Folklore / Fairy Tales / Mythology

This is not my best-read area personally, but I see a thread gap, I fill it!

Teaching Greek mythology to high school students was always a blast; they really seemed to take to it. Edith Hamilton’s Mythology is a first-rate introduction.

I used to dip into Andrew Lang’s “color” fairy tale collections when I was a kid, and recently read the Yellow cover-to-cover. Fun, but honestly, one more king, queen, prince, or princess, and I was going to scream. Also, the “rules” of Faerie not only change considerably from story to story, as might be expected, but WITHIN stories as well, which is more disconcerting. One consistent lesson you do learn is to follow instructions precisely and literally - take just a smidge of leeway and you are in BIG trouble.

There is plenty of folklore and mythology in Edward Burnett Tylor’s two-volume Primitive Culture from 1871.

Zora Neale Hurston was an anthroplogist (student of the treat Franz Boas!) and folklore collector; her Mules and Men is a treat.

Finally, I am taking a stab at Hari Prasad Shastri’s complete prose translation of the Ramayana from 1952. Don’t mind saying that this is very challenging. So many names! Hundreds already, and I’m not even through with Volume I. Furthermore, as in a Russian novel, almost every entity has MULTIPLE names.
 

Liam

Administrator
Marina Warner's From the Beast to the Blonde is indispensable in both folklore and fairy-tale studies.

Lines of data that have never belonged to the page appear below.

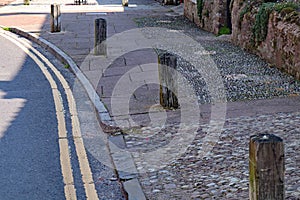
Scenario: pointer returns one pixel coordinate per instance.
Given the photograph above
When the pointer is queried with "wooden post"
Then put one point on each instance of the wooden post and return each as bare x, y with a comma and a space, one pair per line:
55, 18
266, 166
125, 2
168, 80
100, 37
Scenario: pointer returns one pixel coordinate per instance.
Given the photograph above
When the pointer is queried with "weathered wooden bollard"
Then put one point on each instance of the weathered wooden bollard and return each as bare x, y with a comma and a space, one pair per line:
100, 37
266, 166
168, 80
55, 18
124, 2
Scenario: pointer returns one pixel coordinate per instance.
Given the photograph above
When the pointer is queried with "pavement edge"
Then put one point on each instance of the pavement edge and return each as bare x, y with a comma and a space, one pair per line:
129, 180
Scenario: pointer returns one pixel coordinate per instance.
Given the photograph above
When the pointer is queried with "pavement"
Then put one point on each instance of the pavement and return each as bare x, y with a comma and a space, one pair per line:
124, 87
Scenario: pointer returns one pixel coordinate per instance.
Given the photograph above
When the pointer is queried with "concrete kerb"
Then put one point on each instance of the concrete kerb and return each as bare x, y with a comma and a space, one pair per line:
131, 185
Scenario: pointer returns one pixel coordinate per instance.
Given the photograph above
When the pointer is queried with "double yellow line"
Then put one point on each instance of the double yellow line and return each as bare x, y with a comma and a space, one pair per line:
66, 167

There's also plenty of fiction that has "reworked" or "reimagined" old stories, like Angela Carter's The Bloody Chamber; and mythology (specifically, Greek) has proven to be fertile ground for modern writers as well: I am thinking in particular of The Song of Achilles which recently became an unexpected bestseller in the US.
 
^ Bruno Bettelheim’s The Uses of Enchantment: The Meaning and Importance of Fairy Tales is provocative.

Roger Sale’s Fairy Tales and After offers excellent criticism on both fairy tales and later children’s literature.